Hopefully the point is obvious by now … but if the typical churn in the labor market does not cause annual disaster after disaster, then what possibly is different about a change in a single sector of the economy that dwarfs the size of these other events? Maybe you would argue that the auto sector is different because it is concentrated in one city and one industry – but what about the Mariel Boatlife example above? Do you want to argue that American auto-workers, who are already skilled and assimilated into American culture, would have a worse time than Cuban immigrants? Or do you wish to argue that the reason to bail out the auto sector is because you fear that Detroit will turn into a dump? Can Detroit can get any worse?

One Response to “Reader Request – More on the Auto Bailouts”

  1. Harry says:

    Tonight I watched a ubiquitous GM ad on television, with the Chairman talking about how GM is back, et cetera.

    I could not help but harken back to my days as an operating specialist, a field of consulting where we did projects to improve the ratio of output over input, broadly defined.

    My company, though not I, did a project for Pontiac, after we did Motors Insurance Company, the warranty arm of GM. There are many job stories there, but I digress.

    One of the things that became automatic instinct was to comprehend an area in any company and assess things going wrong — machines making strange noises, smoke arising — and especially people doing anything but work.

    The GM commercial shows many people leaving their just-finished work, a lot of folks walking around, many of them in dress shirts. Hardly anyone, maybe no one — I’m not sure until I see the commercial again — actually making a car by screwing in a bolt or a screw.

    This in itself would have been red meat for us, as it always was, when we talked to our client about how many millions of his dollars was being wasted everywhere in his organization on payroll, not to mention all the scrap and rework caused by walking in hallways to the next meeting instead of paying attention to what was happening on the floor.

    I do not hold much hope for GM when its CEO is unexcited when he sees a hundred people in any given snapshot not building cars. (I’m not going to mention GM’s Jobs Bank, which pays “laid off” workers.)

    I drive a GM car, a great car, which I bought used. Their new cars are too expensive. They require an electrician from maintenance to fix a switch on an automatic machine while the expert machine operator watches, idle for hours.

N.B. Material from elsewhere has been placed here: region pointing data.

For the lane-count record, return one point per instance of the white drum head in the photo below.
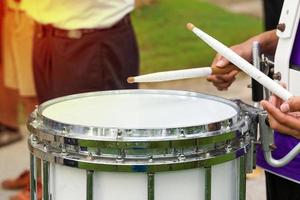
(140, 110)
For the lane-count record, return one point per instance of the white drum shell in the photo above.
(70, 183)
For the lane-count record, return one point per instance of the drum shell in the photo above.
(227, 142)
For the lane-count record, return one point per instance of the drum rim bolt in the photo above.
(272, 147)
(119, 134)
(207, 155)
(277, 76)
(182, 133)
(46, 147)
(281, 27)
(90, 156)
(181, 157)
(150, 159)
(65, 131)
(33, 138)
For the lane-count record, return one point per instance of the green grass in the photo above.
(166, 44)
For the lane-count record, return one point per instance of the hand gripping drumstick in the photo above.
(242, 63)
(180, 74)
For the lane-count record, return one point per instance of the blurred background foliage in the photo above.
(165, 43)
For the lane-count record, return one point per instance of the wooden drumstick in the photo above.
(181, 74)
(241, 63)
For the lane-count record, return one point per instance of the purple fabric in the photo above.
(284, 145)
(283, 142)
(295, 56)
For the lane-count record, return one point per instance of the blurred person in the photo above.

The only way GM can compete with its Cadillac is that the mechanic in Stuttgart building the BMW has more stupid work rules, and gets paid for a 40-hour week plus a month off for holiday for a 35-hour week. The 40- and 35-hour weeks count when you punch in and when you punch out, not the time you actually are working.

    My company never based its value on getting people to work harder, and when you were doing a job where capital and machines were at work, labor was not as signifigant. Rather than working harder, we always thought more often was better, and producing something of value, as opposed to waste, was paramount. Our jobs depended every day on getting more output per unit of input and it had to be demonstrated.

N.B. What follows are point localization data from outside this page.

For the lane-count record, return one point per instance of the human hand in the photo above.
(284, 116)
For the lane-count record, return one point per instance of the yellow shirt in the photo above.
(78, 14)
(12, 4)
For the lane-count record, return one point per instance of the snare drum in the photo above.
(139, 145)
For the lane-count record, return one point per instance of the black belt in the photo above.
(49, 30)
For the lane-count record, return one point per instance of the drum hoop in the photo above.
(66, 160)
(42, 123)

    Regarding your comment on immigrants, your point is well-taken.

    I’ve read all the arguments about the Baby Boom demographics and our domestic people growth rate, and I am concerned about our country’s future ability to pay for all its obligations when we are room temperature but my daughter is still around.

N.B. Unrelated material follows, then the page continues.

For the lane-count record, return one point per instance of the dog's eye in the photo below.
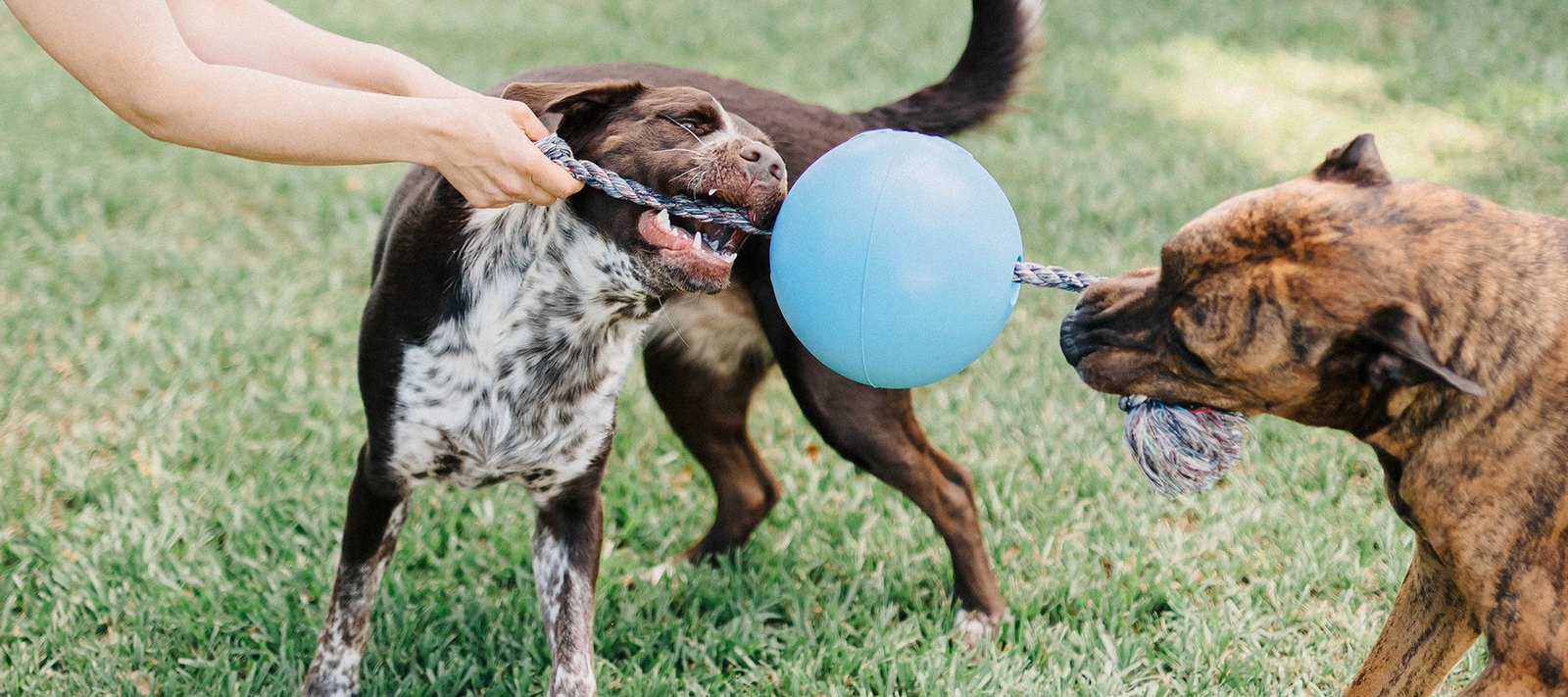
(695, 124)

    Many of those arguments never speak to the question of who will be around to feed us and provide whatever else we need. Surely if we have a declining workforce, then our burden on whoever is still working becomes expotentially greater.

    Thus it is hard to understand opposition to letting other people into our country, as long as they are willing to work, regardless of the impossible social welfare systems we create for the nonworking.

    The UAW, of course, is afraid Mexicans will displace them, either by working for less per hour or more often. What they do not know is that as long as they are idle, the Jobs Bank will fail probably when they are still alive, and it would be in their interest to work as often as the Mexicans.